Do D D, Herrera L F, Do H D
School of Engineering, University of Queensland, St. Lucia, QLD, Australia.
J Colloid Interface Sci. 2008 Dec 1;328(1):110-9. doi: 10.1016/j.jcis.2008.08.060. Epub 2008 Sep 5.
A simple method, based on Monte Carlo integration, is presented to derive pore size and its volume distribution for porous solids having known configuration of solid atoms. Because pores do not have any particular shape, it is important that we define the pore size in an unambiguous manner and the volume associated with each pore size. The void volume that we adopt is the one that is accessible to the center of mass of the probe particle.

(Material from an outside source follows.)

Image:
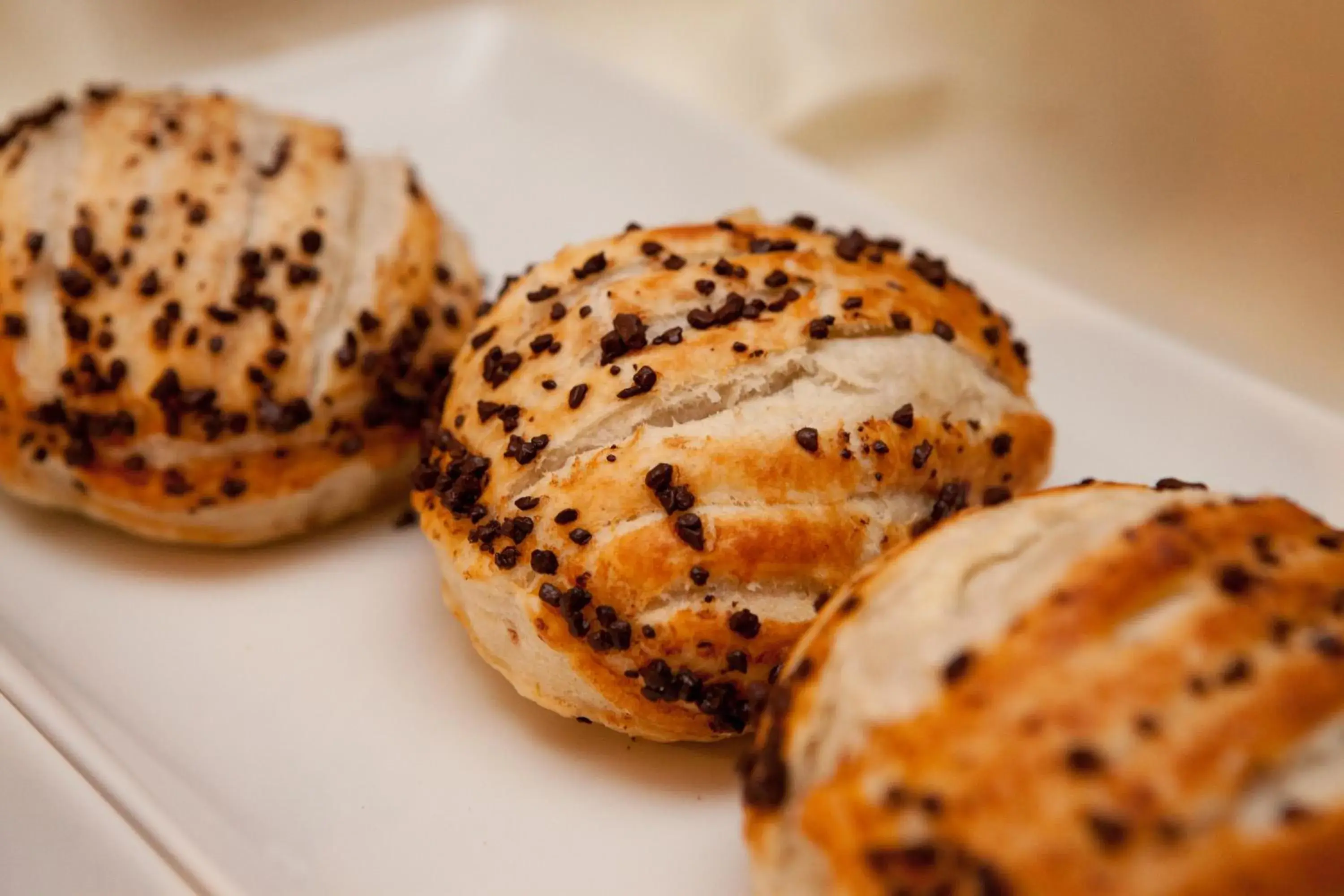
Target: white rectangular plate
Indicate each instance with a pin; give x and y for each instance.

We test this new method with porous solids having well defined pores such as graphitic slit pores and carbon nanotubes, and then apply it to obtain the pore volume distribution of complex solids such as disordered solids, rectangular pores, defected graphitic pores, metal organic framework and zeolite.
提出了一种基于蒙特卡罗积分的简单方法,用于推导具有已知固体原子构型的多孔固体的孔径及其体积分布。由于孔隙没有任何特定形状,以明确的方式定义孔径以及与每个孔径相关的体积非常重要。我们采用的空隙体积是探针粒子质心可到达的体积。我们用具有明确孔隙的多孔固体(如石墨狭缝孔和碳纳米管)对这种新方法进行了测试,然后将其应用于获得复杂固体(如无序固体、矩形孔、有缺陷的石墨孔、金属有机框架和沸石)的孔体积分布。